# Please help I have a question on the plants I am Ordering



## Fishy:) (Apr 10, 2010)

Ok so I am ordering some plants(Anubias Barteri Gold, Hemianthus Callitrichoides) from this store: AquariumPlants.com

The question is
Do I need to quarentine these plants or can I just make the certain cuts and stuff and then put them in my aquarium? If I was getting plants from petsmart(dont look healthy at all) then I would definatly quarentine them but now I dont know with this store. If anyone has ever bought plants from this place please let me know. Thanks!


----------



## NatBarry (Feb 19, 2008)

You don't really need to quarantine them, just make sure you have no snails attached that will get into your tank and breed like rabbits.


----------



## Mikaila31 (Nov 29, 2009)

I got plants from them once. Not those two species exactly though. Was OK, they substituted some stuff that I didn't really agree with. Mine did come with snails, ramshorn to be exact. I have ramshorn, MTS, and pond snails and I've never had a snail explosion. I spent many months trying to kill my MTS at first, I've come to accept their roll in the planted tank though. IMO a planted tank should have snails, that way I don't have to worry about getting them. Ramshorns are at least the nicest looking snails I have. 

One odd thing I've noticed though, I move plants from tank to tank. I have a tank that has mostly ramshorns, one that has mostly MTS, and one that has 50/50. They have been like that for years..... all types are present in all tanks, but often one species is much more dominate than the others.


----------



## Fishy:) (Apr 10, 2010)

If this isn't a good place to get my plants, what place is? If you tell me some cites, make sure each one has the two plants I need. Thanks.


----------



## shev (Jan 18, 2005)

Mikaila31 said:


> One odd thing I've noticed though, I move plants from tank to tank. I have a tank that has mostly ramshorns, one that has mostly MTS, and one that has 50/50. They have been like that for years..... all types are present in all tanks, but often one species is much more dominate than the others.

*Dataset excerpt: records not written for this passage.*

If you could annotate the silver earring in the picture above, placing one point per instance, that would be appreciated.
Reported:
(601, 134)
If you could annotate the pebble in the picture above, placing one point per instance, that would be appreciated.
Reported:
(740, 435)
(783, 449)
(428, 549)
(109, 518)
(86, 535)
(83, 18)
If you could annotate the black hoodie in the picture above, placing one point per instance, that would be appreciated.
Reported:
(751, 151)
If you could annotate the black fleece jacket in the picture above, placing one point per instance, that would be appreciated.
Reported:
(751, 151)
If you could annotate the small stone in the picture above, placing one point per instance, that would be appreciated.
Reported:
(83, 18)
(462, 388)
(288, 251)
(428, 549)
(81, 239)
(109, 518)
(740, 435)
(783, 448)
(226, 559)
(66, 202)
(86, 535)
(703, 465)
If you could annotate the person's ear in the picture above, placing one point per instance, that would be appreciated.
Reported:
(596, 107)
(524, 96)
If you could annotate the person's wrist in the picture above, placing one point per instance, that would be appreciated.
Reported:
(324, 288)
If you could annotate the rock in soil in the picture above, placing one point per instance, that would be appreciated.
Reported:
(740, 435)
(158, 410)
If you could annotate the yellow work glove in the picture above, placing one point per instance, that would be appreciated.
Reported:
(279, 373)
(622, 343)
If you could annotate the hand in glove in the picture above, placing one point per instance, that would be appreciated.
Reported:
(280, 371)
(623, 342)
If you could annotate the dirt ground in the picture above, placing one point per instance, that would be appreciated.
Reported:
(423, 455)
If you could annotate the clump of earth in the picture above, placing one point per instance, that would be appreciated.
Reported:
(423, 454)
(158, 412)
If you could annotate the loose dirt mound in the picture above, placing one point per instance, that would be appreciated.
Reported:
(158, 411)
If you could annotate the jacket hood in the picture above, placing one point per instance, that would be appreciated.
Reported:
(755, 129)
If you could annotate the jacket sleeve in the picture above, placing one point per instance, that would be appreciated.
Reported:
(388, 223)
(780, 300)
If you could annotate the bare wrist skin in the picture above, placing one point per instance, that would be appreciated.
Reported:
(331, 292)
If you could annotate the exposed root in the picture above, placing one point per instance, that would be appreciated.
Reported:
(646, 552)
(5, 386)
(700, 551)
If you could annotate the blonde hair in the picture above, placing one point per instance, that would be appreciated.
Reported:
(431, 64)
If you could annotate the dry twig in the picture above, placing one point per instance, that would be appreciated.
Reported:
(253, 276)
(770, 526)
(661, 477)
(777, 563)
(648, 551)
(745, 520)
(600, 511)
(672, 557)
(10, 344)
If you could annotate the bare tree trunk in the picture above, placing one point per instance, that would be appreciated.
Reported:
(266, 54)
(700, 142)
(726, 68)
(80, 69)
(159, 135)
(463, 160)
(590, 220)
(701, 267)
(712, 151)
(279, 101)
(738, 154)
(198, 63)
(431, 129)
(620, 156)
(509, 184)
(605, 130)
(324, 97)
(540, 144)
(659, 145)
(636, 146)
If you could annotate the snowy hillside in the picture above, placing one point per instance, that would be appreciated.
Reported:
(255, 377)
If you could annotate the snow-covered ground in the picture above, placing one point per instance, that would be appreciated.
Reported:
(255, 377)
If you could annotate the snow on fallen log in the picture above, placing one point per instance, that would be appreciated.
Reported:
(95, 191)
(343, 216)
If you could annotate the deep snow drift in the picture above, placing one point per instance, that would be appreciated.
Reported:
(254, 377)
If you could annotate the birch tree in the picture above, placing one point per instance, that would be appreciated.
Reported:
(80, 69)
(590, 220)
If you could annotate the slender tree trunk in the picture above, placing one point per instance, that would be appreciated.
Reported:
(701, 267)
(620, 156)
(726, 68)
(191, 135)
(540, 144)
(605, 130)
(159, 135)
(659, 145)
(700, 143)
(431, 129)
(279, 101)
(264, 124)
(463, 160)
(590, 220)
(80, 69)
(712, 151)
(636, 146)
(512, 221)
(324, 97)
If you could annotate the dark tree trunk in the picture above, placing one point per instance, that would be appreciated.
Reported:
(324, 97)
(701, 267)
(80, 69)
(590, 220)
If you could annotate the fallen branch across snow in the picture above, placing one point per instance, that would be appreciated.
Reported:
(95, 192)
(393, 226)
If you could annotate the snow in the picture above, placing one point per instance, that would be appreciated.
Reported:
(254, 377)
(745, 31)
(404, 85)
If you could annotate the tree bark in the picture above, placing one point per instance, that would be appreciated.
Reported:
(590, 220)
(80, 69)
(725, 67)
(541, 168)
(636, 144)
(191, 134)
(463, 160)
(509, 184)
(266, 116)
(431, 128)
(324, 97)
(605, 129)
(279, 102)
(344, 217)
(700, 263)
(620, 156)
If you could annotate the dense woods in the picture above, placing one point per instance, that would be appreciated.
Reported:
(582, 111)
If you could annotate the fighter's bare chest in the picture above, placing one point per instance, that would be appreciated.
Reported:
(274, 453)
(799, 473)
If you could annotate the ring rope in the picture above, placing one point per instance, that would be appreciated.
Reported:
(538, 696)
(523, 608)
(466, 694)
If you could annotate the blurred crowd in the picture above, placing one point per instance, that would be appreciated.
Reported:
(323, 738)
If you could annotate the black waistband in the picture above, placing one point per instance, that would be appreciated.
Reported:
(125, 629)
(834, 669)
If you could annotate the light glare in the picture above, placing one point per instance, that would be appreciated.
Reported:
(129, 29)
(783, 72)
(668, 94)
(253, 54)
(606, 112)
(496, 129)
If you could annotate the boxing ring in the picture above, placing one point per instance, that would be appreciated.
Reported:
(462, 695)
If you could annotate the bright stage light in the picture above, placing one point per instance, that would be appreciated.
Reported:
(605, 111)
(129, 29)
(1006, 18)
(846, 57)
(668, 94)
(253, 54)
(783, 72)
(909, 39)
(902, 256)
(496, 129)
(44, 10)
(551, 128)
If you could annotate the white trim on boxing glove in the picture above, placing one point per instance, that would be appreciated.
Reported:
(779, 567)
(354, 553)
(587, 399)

Interesting, I've noticed the same thing. I introduced MTS to my 55 gallon where ramshorns were already established, and they stayed dominant in the tank. But when I set up my 20 gallon, with both types of snails, the MTS took over. I might see one or two ramshorns in my 20 gallon, and maybe one or 2 MTS in my 55.


----------



## Fishy:) (Apr 10, 2010)

What is mts?


----------



## Fishy:) (Apr 10, 2010)

I dont get it


----------



## Mikaila31 (Nov 29, 2009)

Malaysian Trumpet Snail.

I have heard good things about sweetaquatics.com, but no personal experience.


----------